Malaysia to review migrant labour deals to stamp out exploitation

KUALA LUMPUR: Malaysia will review bilateral agreements with 15 nations from which it sources labourers in a bid to address exploitative practices and manpower imbalances that have left thousands of migrant workers stranded without jobs, officials said.
Since last year, thousands of migrants, mostly from Bangladesh and Nepal, have been left in limbo after arriving in Malaysia, where they were told that jobs promised to them in exchange for steep recruitment fees were no longer available.
The plight of the migrants coincided with concerns over workplace abuses in Malaysia, with several companies facing U.S. bans over the use of forced labour in recent years.

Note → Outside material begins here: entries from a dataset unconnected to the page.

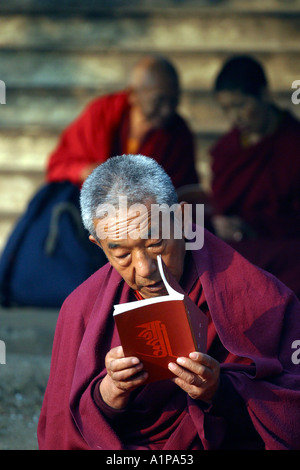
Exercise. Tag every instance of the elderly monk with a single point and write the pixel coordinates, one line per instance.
(243, 394)
(256, 173)
(140, 119)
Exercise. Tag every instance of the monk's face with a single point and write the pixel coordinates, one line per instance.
(157, 100)
(134, 253)
(245, 112)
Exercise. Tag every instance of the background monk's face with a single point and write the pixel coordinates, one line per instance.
(136, 258)
(245, 112)
(157, 100)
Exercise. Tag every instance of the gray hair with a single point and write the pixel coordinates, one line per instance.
(139, 178)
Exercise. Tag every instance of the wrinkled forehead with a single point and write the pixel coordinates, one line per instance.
(137, 221)
(117, 224)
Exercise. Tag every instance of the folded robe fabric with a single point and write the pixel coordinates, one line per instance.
(254, 317)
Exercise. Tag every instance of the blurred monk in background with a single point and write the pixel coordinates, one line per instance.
(140, 119)
(256, 173)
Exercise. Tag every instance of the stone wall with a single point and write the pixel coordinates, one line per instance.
(57, 55)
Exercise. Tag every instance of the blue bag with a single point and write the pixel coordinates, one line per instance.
(48, 253)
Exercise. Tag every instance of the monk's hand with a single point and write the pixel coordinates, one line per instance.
(124, 374)
(198, 375)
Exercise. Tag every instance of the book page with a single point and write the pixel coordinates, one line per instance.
(172, 294)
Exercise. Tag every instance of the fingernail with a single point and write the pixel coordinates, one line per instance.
(194, 355)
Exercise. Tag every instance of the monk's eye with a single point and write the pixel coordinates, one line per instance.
(157, 244)
(123, 256)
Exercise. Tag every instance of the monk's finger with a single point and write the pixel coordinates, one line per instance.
(116, 365)
(187, 378)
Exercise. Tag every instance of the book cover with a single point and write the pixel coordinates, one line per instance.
(160, 329)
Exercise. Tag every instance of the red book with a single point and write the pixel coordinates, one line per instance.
(161, 329)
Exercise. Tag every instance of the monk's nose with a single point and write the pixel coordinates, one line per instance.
(145, 265)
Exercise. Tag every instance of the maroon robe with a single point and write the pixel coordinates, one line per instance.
(261, 185)
(101, 131)
(254, 321)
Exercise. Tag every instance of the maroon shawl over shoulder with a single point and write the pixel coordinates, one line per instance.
(255, 317)
(101, 131)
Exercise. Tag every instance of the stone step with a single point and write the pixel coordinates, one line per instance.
(138, 7)
(22, 386)
(28, 330)
(50, 108)
(28, 336)
(178, 30)
(109, 68)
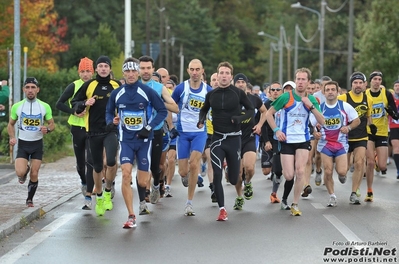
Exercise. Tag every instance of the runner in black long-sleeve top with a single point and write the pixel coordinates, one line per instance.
(226, 103)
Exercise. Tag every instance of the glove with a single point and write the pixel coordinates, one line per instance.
(144, 132)
(199, 123)
(173, 133)
(235, 119)
(110, 127)
(373, 129)
(391, 113)
(80, 107)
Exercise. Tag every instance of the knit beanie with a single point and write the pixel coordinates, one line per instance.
(86, 64)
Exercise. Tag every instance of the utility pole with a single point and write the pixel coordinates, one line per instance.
(350, 46)
(147, 27)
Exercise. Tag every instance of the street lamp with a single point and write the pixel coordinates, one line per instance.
(321, 28)
(280, 49)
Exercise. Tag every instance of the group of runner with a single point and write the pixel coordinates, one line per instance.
(151, 121)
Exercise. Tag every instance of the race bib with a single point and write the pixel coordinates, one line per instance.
(195, 102)
(31, 122)
(133, 120)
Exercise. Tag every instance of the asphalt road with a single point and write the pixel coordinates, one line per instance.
(260, 233)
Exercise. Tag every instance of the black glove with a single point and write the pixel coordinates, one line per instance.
(144, 132)
(235, 119)
(373, 129)
(80, 107)
(173, 133)
(391, 113)
(199, 123)
(110, 127)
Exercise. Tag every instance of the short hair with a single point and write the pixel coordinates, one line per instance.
(130, 59)
(174, 78)
(147, 58)
(331, 83)
(305, 70)
(227, 65)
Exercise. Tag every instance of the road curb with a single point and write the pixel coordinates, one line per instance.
(28, 215)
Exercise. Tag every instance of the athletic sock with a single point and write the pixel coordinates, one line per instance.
(32, 187)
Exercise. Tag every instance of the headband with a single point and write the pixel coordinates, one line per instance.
(373, 74)
(358, 76)
(130, 65)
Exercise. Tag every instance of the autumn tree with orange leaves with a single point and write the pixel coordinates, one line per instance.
(41, 32)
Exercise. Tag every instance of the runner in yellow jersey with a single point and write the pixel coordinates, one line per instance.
(383, 104)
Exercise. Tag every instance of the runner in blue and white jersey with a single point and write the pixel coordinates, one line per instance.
(190, 97)
(135, 103)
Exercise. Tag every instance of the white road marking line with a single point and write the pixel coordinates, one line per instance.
(343, 229)
(35, 240)
(319, 206)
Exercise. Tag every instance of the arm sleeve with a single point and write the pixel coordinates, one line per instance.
(110, 108)
(66, 95)
(159, 106)
(204, 109)
(249, 107)
(79, 99)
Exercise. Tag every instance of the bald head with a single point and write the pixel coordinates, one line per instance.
(164, 75)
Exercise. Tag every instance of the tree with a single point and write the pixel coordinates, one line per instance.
(42, 33)
(378, 41)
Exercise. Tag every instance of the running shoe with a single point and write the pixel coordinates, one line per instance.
(295, 210)
(284, 205)
(369, 197)
(342, 179)
(108, 201)
(306, 191)
(143, 208)
(317, 179)
(222, 215)
(22, 179)
(248, 191)
(168, 193)
(203, 169)
(155, 195)
(213, 197)
(354, 199)
(100, 210)
(332, 202)
(84, 189)
(352, 168)
(274, 198)
(200, 181)
(188, 211)
(184, 181)
(131, 222)
(87, 205)
(113, 190)
(29, 203)
(239, 203)
(161, 188)
(226, 174)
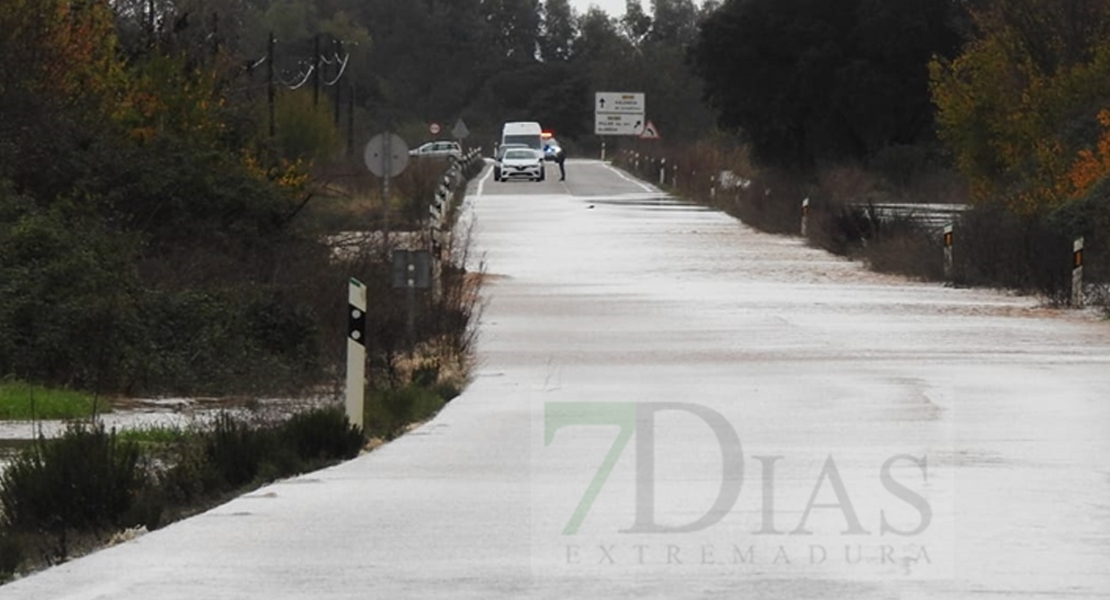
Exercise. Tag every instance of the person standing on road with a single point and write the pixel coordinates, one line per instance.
(559, 159)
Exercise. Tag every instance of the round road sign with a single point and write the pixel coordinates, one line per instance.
(386, 155)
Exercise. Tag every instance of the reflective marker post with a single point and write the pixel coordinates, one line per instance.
(948, 252)
(805, 217)
(1077, 273)
(356, 352)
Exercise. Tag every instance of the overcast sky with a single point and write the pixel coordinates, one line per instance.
(615, 8)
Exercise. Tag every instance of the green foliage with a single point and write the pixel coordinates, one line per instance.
(20, 400)
(84, 480)
(68, 294)
(390, 410)
(235, 451)
(304, 131)
(807, 81)
(1021, 101)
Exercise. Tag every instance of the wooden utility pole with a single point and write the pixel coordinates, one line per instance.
(315, 71)
(335, 47)
(270, 82)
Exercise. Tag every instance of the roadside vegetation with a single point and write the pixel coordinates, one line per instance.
(20, 400)
(999, 107)
(177, 221)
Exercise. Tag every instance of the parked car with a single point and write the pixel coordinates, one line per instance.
(521, 163)
(439, 149)
(497, 156)
(552, 150)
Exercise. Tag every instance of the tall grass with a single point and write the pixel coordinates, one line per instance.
(20, 400)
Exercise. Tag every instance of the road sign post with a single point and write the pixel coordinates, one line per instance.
(386, 155)
(618, 113)
(356, 352)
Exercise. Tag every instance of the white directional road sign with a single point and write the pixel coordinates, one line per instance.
(618, 124)
(618, 113)
(627, 103)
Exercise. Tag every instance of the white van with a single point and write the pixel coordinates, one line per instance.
(523, 132)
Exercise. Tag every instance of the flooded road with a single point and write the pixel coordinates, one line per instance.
(672, 405)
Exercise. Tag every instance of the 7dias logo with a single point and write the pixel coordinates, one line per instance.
(639, 419)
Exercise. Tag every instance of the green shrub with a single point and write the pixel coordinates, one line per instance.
(390, 410)
(20, 400)
(235, 450)
(322, 434)
(84, 480)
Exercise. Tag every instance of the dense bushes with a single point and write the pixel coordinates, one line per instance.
(90, 481)
(994, 246)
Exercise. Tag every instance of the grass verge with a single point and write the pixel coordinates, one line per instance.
(20, 400)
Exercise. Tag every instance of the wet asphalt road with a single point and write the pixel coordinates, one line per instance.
(670, 405)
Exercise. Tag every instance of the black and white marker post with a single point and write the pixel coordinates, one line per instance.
(1077, 273)
(356, 352)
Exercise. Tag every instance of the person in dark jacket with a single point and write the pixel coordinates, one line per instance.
(559, 159)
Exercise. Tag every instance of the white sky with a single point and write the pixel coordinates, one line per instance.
(615, 8)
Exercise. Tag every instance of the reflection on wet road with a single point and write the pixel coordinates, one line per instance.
(668, 404)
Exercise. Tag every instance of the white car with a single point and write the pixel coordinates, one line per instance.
(521, 163)
(437, 150)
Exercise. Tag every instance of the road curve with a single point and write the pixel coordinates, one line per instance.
(672, 405)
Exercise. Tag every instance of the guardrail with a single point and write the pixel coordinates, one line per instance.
(439, 222)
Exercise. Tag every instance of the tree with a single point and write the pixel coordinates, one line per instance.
(558, 30)
(823, 80)
(1020, 107)
(674, 22)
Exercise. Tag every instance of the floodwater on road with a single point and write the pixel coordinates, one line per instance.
(668, 404)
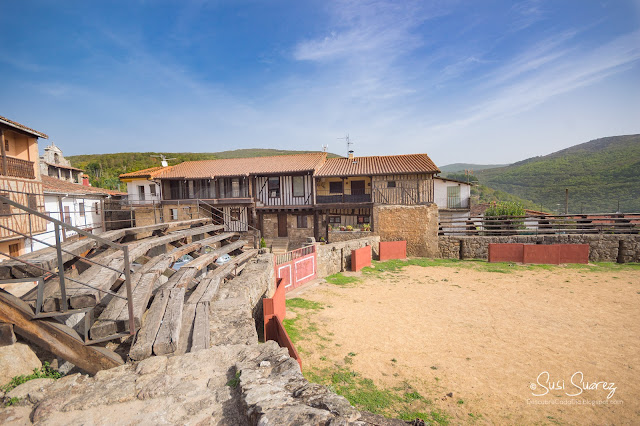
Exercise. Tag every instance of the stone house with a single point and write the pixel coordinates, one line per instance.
(20, 182)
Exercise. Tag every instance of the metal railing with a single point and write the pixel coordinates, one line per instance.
(605, 223)
(60, 272)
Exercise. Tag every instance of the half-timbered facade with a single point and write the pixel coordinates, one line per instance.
(348, 188)
(20, 182)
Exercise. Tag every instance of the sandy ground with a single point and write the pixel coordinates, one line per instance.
(489, 337)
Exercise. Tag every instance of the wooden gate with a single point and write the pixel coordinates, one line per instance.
(296, 267)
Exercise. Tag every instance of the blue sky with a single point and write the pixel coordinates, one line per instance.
(464, 81)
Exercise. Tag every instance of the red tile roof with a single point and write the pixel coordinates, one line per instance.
(62, 166)
(279, 164)
(22, 127)
(378, 165)
(144, 173)
(57, 186)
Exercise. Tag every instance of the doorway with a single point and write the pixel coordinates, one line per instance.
(282, 225)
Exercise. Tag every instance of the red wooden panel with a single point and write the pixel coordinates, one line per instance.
(506, 253)
(538, 253)
(360, 258)
(393, 250)
(574, 253)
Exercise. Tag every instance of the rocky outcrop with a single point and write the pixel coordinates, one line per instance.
(16, 360)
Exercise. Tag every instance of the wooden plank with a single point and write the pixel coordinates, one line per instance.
(186, 329)
(55, 337)
(143, 346)
(201, 328)
(7, 336)
(169, 333)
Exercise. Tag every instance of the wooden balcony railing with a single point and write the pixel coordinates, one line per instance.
(16, 167)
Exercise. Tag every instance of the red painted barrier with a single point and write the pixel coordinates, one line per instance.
(274, 310)
(539, 253)
(360, 258)
(393, 250)
(506, 253)
(574, 253)
(297, 267)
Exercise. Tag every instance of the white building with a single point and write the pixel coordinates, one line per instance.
(453, 198)
(78, 205)
(141, 189)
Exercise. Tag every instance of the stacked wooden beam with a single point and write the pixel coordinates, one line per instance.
(168, 326)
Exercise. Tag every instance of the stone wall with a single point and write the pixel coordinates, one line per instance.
(602, 248)
(336, 257)
(418, 225)
(339, 236)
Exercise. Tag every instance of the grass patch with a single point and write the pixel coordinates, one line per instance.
(298, 302)
(45, 372)
(339, 279)
(403, 402)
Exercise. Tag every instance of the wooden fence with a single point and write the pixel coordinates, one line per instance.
(606, 223)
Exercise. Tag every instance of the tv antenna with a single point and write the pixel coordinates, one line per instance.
(163, 159)
(349, 143)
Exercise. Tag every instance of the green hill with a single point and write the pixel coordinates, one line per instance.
(601, 175)
(103, 169)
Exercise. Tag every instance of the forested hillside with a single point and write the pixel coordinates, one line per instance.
(601, 175)
(103, 169)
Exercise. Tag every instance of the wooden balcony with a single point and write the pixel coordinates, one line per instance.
(16, 167)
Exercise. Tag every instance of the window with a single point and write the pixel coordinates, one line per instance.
(363, 219)
(67, 215)
(274, 187)
(14, 250)
(335, 187)
(33, 202)
(5, 208)
(453, 197)
(298, 187)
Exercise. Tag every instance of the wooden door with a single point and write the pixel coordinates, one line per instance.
(282, 225)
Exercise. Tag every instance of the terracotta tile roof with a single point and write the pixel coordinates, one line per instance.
(378, 165)
(62, 166)
(144, 173)
(57, 186)
(278, 164)
(22, 127)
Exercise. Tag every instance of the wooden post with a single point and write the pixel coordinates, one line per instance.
(4, 153)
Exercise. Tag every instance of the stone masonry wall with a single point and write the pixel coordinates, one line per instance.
(418, 225)
(336, 257)
(602, 248)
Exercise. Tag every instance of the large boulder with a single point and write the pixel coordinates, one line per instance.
(16, 360)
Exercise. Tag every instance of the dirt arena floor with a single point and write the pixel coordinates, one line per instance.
(477, 344)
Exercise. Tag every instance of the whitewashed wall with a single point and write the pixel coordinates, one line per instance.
(91, 221)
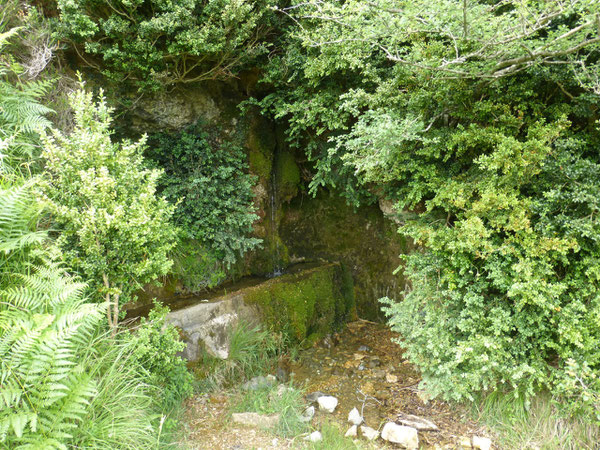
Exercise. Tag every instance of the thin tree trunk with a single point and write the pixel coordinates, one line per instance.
(115, 314)
(108, 302)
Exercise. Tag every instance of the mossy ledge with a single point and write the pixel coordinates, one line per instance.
(307, 304)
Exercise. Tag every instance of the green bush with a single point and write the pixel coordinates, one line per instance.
(489, 146)
(208, 181)
(113, 228)
(156, 346)
(252, 351)
(157, 42)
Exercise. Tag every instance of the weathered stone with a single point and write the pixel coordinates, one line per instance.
(417, 422)
(208, 324)
(391, 378)
(327, 403)
(313, 396)
(482, 443)
(315, 436)
(312, 298)
(361, 238)
(354, 417)
(352, 431)
(369, 433)
(464, 442)
(309, 413)
(400, 434)
(256, 420)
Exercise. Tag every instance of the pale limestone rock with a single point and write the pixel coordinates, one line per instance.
(354, 417)
(327, 403)
(352, 431)
(369, 433)
(400, 434)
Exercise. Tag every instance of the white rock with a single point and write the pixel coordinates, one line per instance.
(327, 403)
(391, 378)
(400, 434)
(308, 414)
(369, 433)
(256, 420)
(417, 422)
(352, 431)
(464, 442)
(482, 443)
(315, 436)
(354, 417)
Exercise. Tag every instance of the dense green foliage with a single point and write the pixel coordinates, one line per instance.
(208, 181)
(480, 120)
(113, 228)
(157, 344)
(158, 42)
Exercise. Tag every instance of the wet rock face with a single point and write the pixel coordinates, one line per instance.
(362, 239)
(292, 225)
(307, 303)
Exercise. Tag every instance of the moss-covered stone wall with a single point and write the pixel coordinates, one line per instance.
(362, 239)
(305, 305)
(293, 226)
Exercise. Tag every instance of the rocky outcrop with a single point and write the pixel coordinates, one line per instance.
(305, 304)
(292, 225)
(207, 325)
(361, 238)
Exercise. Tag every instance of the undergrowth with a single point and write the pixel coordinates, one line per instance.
(252, 351)
(285, 400)
(334, 439)
(537, 425)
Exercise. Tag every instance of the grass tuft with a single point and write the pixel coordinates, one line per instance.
(535, 426)
(284, 400)
(252, 351)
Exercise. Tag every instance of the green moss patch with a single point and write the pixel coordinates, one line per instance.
(311, 302)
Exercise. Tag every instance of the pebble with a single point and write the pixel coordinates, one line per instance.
(369, 433)
(391, 378)
(400, 434)
(259, 382)
(308, 414)
(352, 431)
(482, 443)
(315, 436)
(464, 442)
(417, 422)
(313, 396)
(354, 417)
(327, 403)
(256, 420)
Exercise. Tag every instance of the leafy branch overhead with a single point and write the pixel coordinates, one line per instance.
(156, 43)
(479, 119)
(114, 229)
(468, 39)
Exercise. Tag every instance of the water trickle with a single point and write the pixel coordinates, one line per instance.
(273, 229)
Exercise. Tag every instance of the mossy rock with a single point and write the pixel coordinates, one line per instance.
(309, 303)
(288, 176)
(261, 143)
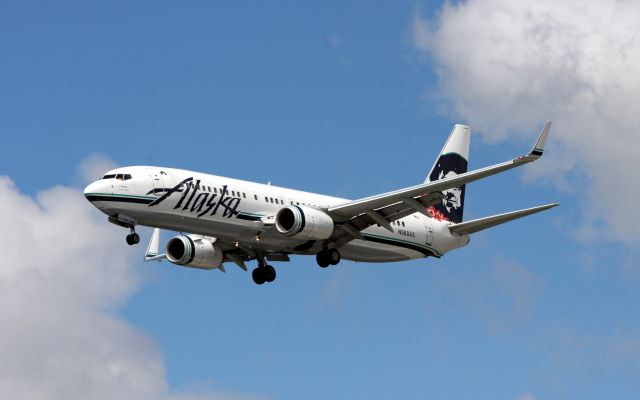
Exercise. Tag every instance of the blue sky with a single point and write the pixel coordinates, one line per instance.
(340, 98)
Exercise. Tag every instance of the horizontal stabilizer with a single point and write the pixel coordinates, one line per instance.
(488, 222)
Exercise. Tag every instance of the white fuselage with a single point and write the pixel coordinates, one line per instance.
(243, 214)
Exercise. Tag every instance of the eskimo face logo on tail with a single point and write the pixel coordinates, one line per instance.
(448, 166)
(196, 200)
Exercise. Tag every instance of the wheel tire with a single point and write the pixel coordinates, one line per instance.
(269, 273)
(258, 276)
(333, 256)
(322, 259)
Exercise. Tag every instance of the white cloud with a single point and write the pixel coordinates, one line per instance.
(94, 165)
(65, 273)
(506, 66)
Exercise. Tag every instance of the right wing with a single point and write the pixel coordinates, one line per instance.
(415, 198)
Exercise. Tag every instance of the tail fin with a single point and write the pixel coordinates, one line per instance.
(452, 161)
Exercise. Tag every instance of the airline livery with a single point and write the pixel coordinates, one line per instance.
(235, 221)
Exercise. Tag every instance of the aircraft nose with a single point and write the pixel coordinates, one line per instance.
(92, 188)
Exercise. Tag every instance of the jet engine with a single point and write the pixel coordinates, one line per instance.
(303, 222)
(194, 251)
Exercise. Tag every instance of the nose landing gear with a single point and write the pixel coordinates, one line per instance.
(133, 238)
(264, 272)
(328, 257)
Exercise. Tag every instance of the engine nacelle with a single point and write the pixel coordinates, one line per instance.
(194, 251)
(304, 222)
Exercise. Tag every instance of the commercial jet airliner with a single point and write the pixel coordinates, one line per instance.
(225, 220)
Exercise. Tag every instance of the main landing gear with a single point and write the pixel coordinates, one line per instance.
(133, 237)
(328, 257)
(264, 272)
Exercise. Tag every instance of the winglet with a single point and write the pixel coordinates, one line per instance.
(538, 148)
(153, 248)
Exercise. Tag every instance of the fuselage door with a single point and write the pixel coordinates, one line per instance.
(429, 234)
(157, 181)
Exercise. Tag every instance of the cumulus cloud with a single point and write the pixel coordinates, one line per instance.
(506, 66)
(65, 274)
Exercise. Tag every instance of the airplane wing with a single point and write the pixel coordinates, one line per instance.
(477, 225)
(414, 199)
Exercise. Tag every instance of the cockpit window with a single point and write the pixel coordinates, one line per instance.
(123, 177)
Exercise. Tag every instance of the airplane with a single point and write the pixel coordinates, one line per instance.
(235, 221)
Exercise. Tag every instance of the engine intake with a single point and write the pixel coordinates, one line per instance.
(194, 251)
(304, 223)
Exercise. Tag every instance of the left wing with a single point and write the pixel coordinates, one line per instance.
(413, 198)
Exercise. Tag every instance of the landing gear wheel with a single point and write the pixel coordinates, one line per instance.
(259, 276)
(322, 259)
(133, 238)
(269, 273)
(333, 256)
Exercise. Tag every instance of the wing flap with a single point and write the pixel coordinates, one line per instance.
(477, 225)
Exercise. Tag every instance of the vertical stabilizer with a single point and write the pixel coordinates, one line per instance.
(452, 161)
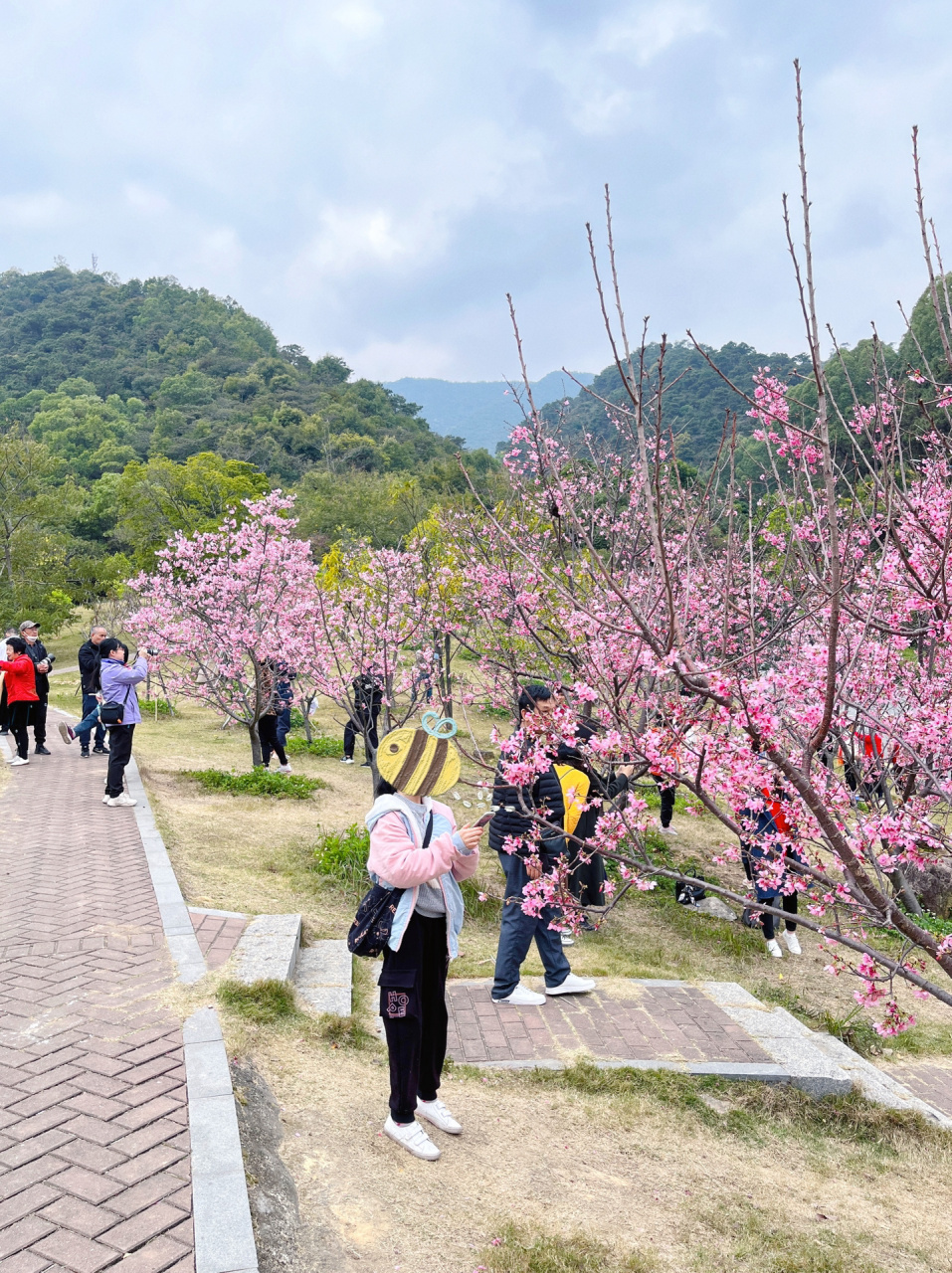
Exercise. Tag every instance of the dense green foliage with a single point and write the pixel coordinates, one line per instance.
(132, 410)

Many labourers said they had not been paid any wages.
Speaking to reporters late on Tuesday, the labour and home affairs ministers said the distribution of labourers was uneven across the economy, prompting a need to review the bilateral agreements.
They said Malaysia still had a shortage of workers in the agriculture and plantations sector, while quotas have been exceeded in other industries.
“We will revisit the agreements looking at various elements including fees, costs, contract conditions, health and so on,” Home Minister Saifuddin Nasution Ismail said, adding that the government would allow the transfer of worker quotas across sectors.
Workers from Indonesia, Bangladesh and Nepal account for over 70% of Malaysia’s migrant labour, with the remainder coming from countries including India, Vietnam, Pakistan, and Thailand.
Human Resources Minister Steven Sim said authorities had completed investigations into five firms involved in hiring hundreds of workers who later found themselves without jobs.
He said employers who hired such workers must pay them wages even though they do not have jobs, adding that companies and individuals who violate the law will be barred from hiring migrant labourers.
Sim said 751 Bangladesh migrant workers had filed cases with the labour department to claim unpaid wages, involving a total of 2.2 million ringgit ($467,687).